Agentic AI Demo - Multi-Agent Orchestration in Servicely

In this video, we demonstrate Servicely's Multi-Agent Orchestration within the platform's Agentic AI model.

Video Transcript

This space is moving at a pretty solid pace. As I mentioned, we were talking about generative AI—it was all the rage, as it were, literally a few months ago. Now we’re on to agentic. But I think what we’re seeing is it’s the coming together of all these technologies as a real enabler.

And for those more technical on the call, this just hasn’t happened by chance. It’s really been an evolution of the AI technology. It’s the coming together—when we look at agentic, it’s large language models, i.e., generative AI capability, with retrieval-augmented generation, which is another mechanism that’s become an underpinning capability of these systems, and then this notion of vector data stores—so really turning the data into embeddings and bringing this all together in a cohesive manner to really deliver business value to organizations.

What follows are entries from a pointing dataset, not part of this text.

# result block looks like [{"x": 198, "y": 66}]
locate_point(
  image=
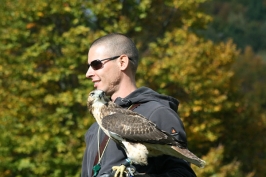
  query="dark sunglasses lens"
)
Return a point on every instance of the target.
[{"x": 96, "y": 64}]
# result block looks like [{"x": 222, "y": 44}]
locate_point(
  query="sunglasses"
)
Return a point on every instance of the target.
[{"x": 98, "y": 64}]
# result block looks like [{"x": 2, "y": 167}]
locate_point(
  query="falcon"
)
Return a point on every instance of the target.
[{"x": 139, "y": 137}]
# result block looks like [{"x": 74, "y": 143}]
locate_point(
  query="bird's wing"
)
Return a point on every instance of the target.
[{"x": 135, "y": 128}]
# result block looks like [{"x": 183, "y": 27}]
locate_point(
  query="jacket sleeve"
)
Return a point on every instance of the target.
[{"x": 167, "y": 166}]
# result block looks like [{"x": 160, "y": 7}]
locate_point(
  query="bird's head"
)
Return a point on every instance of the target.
[{"x": 97, "y": 98}]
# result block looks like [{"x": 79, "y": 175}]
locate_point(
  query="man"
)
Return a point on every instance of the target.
[{"x": 113, "y": 61}]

And what does that look like? We’ve just set it up in this demo. This could be through a virtual agent, it could be coming in via an email, it could be whatever we chose, but this was a good way for us to demo.

So imagine if I said, “Create a new user for Dion Jones, and give him an email, and order him a security fob.” This is where we now start to be able to use the LLMs in generative AI, where we can now go through the process. And I’ll just assign that to support—we’ll just call that a request.

And what that allows us to do now is—whether we’re surfacing this via a virtual agent interface of “Hey, I need this, this, this,” or whether it be an email that’s coming into the system and the system—and the LLM—is processing that email and saying, “Okay, I know what to do with it,” or whether it be in a co-pilot type fashion—what we’re able to do is we’re able to use our agentic AI agent in this context to actually go and start to do some work for us.

And what we can see over here is the agent actually working in the background. And what this agent’s done is, first of all, it said a primary task has been processed by the multi-agent task orchestrator. And the way these agentic systems work is, you have kind of the main agent, which takes the information you give it, and it basically looks at that information and says, “Okay, what do I need to do with this information?”

And it has agents that it can control or can talk to, that are essentially capable of executing a task. So if we look over here, it took what we gave it, broke it down, and said, “Okay, create a new user for Dion Jones.” And it has an agent, which is the user provisioning agent, so it said, “I know you know what to do with this, so I’m going to give this task to you,” as the multi-agent task orchestrator or the main agent.

And then it said, “Well, we need to give Dion Jones an email.” And I see I have an agent that knows how to update a user’s email, so it’s passed that off and said to that agent, “Hey, you need to go and create an email for this user that’s just been created.”

And then it said, “But hold on, you’ve asked for something additional—and that is to order a security fob. I don’t have an agent defined that knows how to do that, so what I’m going to do is I’m simply going to go and I’m going to create a subtask, which is: order a security fob for Dion Jones. And that’s going to get assigned to a queue, and someone’s going to go and pick it up.”

And what we’ve just done is we’ve dynamically taken some English instructions and gone off and actually executed that.

And just very quickly, to give you some insight—effectively, the way this is working in the backend is: we have these agents that are sitting there. And many customers have—actually, I might use the “Report a Problem” one if I can see where it is, give me one sec.

You know, many customers often say, “Well, how do I do automated problem diagnostics?” Well, it just so turns out—why not have an agent that’s monitoring all the incidents that are being created, looking for similar incidents that are occurring over a period of time, and on the back of that, actually going and creating a problem to assign to the problem manager to go and do an investigation—and then linking all the records that it found, or the incidents, to this new problem, with a detailed analysis of what’s happening?

So this is where we’re now really getting the agents to start working for us.

And we have a similar agent in this system that we do for major incidents, where we say, “Monitor—if you see a certain number of similar incidents in a specific period of time, go ahead and create us a major incident.”

And if I had to go over here, we can see it had created—so this was automatically created—this incident: Major Incident – VPN Connectivity Issue, detecting affected four users with four reports in the last 10 minutes. The issue has been raised four times in the last hour, and we can see there’s a bunch of incidents that have been linked to that major incident, automatically created.